For business schools and entrepreneur groups he is often asked to present his "Boot Camp for Startups", full of useful information, the kind it's sometimes hard to absorb or even find in a book. David's information is so practical, he often has people following him out of the lecture hall, asking yet one more followup question....And his rapid-fire style means you should bring your notebook, whether it's the kind with a battery or the kind with a pencil.
David S. Rose spoke at the 2007 TED conference, which you can find here. An invitation to TED often speaks for itself, but if you aren't yet familiar with this event, a bit of fishing around on the website will show you what kind of prestigious company this puts David in. Think Al Gore. Jeff Bezos. Tim Berners-Lee. Jimmy Wales. Bill Clinton. Bono.
David has been an extremely successful venture investor himself, and is much in demand by many sectors.

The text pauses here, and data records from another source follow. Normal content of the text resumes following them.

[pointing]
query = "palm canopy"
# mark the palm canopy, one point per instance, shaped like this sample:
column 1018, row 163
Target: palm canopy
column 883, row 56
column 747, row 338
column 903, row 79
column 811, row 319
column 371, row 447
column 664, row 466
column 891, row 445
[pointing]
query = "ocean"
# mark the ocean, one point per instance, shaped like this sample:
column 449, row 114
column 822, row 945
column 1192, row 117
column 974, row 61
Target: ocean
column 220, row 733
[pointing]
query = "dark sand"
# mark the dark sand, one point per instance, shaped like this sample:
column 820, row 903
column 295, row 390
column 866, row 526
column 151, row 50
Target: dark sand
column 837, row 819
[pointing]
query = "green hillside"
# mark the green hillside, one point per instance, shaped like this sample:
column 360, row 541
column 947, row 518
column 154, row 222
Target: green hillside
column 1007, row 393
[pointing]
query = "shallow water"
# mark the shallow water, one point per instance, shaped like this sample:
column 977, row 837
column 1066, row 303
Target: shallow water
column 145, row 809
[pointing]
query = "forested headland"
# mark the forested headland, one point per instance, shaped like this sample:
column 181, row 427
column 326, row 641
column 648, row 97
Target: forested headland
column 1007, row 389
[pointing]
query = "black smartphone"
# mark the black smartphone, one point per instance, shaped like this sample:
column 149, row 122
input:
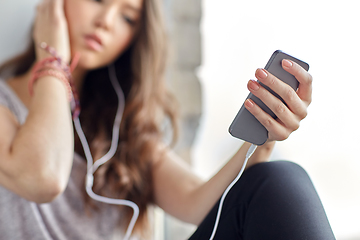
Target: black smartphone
column 245, row 126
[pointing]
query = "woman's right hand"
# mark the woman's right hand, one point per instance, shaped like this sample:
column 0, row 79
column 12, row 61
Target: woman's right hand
column 51, row 28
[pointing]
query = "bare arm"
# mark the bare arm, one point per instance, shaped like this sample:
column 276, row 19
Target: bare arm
column 182, row 194
column 36, row 157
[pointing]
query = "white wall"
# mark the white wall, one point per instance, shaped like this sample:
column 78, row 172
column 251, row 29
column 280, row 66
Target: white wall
column 240, row 36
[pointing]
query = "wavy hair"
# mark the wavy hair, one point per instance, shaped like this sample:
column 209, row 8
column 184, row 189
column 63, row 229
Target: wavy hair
column 140, row 70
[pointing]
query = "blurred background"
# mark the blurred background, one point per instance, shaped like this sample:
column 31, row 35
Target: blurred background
column 216, row 48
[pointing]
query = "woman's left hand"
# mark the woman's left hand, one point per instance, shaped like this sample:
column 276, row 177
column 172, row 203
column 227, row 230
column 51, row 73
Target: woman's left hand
column 288, row 115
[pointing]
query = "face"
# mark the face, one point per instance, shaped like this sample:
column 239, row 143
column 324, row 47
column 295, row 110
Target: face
column 100, row 30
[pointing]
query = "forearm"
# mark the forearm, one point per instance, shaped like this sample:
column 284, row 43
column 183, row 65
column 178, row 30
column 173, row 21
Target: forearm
column 42, row 149
column 203, row 198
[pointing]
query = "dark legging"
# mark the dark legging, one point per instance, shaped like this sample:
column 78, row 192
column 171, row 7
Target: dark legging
column 273, row 200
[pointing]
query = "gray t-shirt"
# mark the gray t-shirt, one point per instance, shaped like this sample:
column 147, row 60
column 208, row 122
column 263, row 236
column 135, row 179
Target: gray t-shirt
column 64, row 218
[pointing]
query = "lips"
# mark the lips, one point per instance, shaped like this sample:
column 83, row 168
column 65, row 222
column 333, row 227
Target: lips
column 94, row 42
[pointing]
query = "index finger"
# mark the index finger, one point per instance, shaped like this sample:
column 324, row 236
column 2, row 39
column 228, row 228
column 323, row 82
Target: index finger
column 305, row 79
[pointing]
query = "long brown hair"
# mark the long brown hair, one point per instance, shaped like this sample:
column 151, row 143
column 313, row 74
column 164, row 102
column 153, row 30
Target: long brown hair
column 140, row 70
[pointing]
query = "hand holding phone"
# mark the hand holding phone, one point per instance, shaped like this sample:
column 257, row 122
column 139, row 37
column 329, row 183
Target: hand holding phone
column 245, row 126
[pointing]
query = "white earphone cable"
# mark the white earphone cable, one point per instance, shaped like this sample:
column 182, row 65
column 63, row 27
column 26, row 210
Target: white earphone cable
column 248, row 155
column 92, row 167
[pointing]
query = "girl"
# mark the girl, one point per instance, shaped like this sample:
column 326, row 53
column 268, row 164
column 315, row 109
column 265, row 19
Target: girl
column 43, row 160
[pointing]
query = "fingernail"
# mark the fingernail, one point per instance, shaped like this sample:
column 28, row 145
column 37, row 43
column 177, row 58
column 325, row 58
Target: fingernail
column 261, row 73
column 287, row 63
column 249, row 103
column 253, row 85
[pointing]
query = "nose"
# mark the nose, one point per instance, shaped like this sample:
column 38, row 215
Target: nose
column 106, row 17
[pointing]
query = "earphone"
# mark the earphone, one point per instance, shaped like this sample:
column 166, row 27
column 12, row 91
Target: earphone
column 92, row 167
column 250, row 151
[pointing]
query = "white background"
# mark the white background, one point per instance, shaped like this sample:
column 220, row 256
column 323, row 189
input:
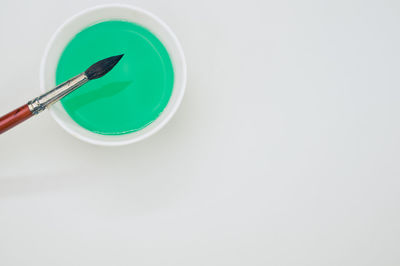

But he enjoys sharing the wisdom he's learned along the way with those who may have the next great idea.
It used to be, back in the day, that great success stories like David S. Rose didn't share their hard-earned knowledge with other people. But the times have indeed changed.
Thanks to the world of social media, a friend recently put me on to this book, Sh*t My Dad Says, by Justin Halpern. I thought it sounded funny, so I got a copy, not even realizing that it's been a fast-climbing bestseller reaching Amazon's number one ranking in June 2010.
Also not yet realizing that Justin Halpern was already a successful magazine writer. And a major Twitter phenomenon. Or that the book has been made into a new TV sitcom, staring Captain Kirk...No wait, TJ Hooker... No wait, it's Ranger Bob from Howdy Doody (I'm totally serious on that, check this out) ... Whoops, I meant William Shatner.
Not my ordinary reading, though I love a book that makes me laugh. But since I have so many books and business magazines piled up on my nightstand (and dresser, and floor, and bookshelf, and also under the bed) that I'm supposed to be reading for work, I seldom get a chance to read anything just for fun. Happily for me, this ended up counting as both.
Justin Halpern was recently profiled in the New York Times, though you will need to be a registered NYT subscriber (which is free) to read this. It explains the history of the book and its success better than any other source I've found online.
I'm pleased to say that Justin accepts speaking engagements, and he is a heck of a funny guy. Yup, just as you guessed, lots of swearing in the book. And I wouldn't count on Justin's speech to be 100% free of swear words, either, but I think you probably didn't need me to help you figure that out.
Justin also is involved with various other sites and publications, including the magazine Maxim and HolyTaco.com. (Warning: not even remotely PC or free of swear words. Lots of racy non-PC pictures, too. Hence no link from me; this is a business blog, after all - you can find those websites on your own, if you're interested.)
In the world of serious keynotes, programs that really make audiences think, and inspiring messages, sometimes it's nice to take a break, laugh a lot, and enjoy some humor. If there are occasionally life lessons included therein, well, then, that's just a bonus.